I'm in my final stages for my Settlement application. I submitted my online application on Friday and my Biometrics appointment is set for this coming Friday and then i will overnight my paperwork to the NY office. 

My question is...when I submitted my application...I didn't get an option to use the expedited service. I don't think I missed it because I was on the lookout for it based on some other threads I read here. Did anyone else experience this? Because of of course I'm totally paranoid that I did something wrong! 

Thanks!
-P


----------



## Joppa (Sep 7, 2009)

sftouk2011 said:


> I'm in my final stages for my Settlement application. I submitted my online application on Friday and my Biometrics appointment is set for this coming Friday and then i will overnight my paperwork to the NY office.
> 
> My question is...when I submitted my application...I didn't get an option to use the expedited service. I don't think I missed it because I was on the lookout for it based on some other threads I read here. Did anyone else experience this? Because of of course I'm totally paranoid that I did something wrong!

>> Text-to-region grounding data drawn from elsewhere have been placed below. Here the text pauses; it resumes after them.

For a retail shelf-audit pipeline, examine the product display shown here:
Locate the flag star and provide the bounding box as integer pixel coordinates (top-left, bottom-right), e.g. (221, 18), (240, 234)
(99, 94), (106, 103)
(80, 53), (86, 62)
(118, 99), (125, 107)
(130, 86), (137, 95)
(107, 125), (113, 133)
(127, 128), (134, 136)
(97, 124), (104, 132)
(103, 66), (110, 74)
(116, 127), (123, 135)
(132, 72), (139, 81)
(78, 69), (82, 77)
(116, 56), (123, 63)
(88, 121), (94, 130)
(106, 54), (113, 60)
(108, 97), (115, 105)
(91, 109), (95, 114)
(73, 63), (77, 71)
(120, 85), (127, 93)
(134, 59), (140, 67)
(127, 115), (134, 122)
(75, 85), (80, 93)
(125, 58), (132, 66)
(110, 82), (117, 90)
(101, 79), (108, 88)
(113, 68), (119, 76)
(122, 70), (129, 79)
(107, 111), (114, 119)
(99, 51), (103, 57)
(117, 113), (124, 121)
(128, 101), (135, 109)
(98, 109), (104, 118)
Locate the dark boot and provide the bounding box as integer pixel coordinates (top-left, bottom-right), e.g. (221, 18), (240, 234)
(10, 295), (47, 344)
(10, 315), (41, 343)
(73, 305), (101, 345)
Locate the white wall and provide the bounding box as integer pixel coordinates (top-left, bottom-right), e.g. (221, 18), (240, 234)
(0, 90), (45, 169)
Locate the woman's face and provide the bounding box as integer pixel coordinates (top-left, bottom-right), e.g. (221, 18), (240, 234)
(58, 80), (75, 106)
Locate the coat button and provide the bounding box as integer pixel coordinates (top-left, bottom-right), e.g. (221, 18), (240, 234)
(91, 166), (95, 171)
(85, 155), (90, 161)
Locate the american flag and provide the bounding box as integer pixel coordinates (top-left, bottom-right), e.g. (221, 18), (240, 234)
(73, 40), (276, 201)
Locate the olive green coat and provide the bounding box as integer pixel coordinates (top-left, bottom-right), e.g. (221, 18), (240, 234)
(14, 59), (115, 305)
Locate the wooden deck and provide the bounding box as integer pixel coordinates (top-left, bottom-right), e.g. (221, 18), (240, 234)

You can't book priority on Visa4UK site (UKBA), but you have to go to WorldBridge site, under Additional Services, and book there and pay online. 
https://www.visainfoservices.com/Pages/Content.aspx?Tag=Services_PAGE
You are not too late. Do it now and make sure you put the priority purchase receipt on the top of your parcel of documents and write on outside 'Settlement Priority Service' and WorldBridge payment reference code before sending it to NY.


----------



## sftouk2011 (Jul 18, 2011)

Joppa said:


> You can't book priority on Visa4UK site (UKBA), but you have to go to WorldBridge site, under Additional Services, and book there and pay online.
> https://www.visainfoservices.com/Pages/Content.aspx?Tag=Services_PAGE
> You are not too late. Do it now and make sure you put the priority purchase receipt on the top of your parcel of documents and write on outside 'Settlement Priority Service' and WorldBridge payment reference code before sending it to NY.


Thanks so much Jobba!!!


----------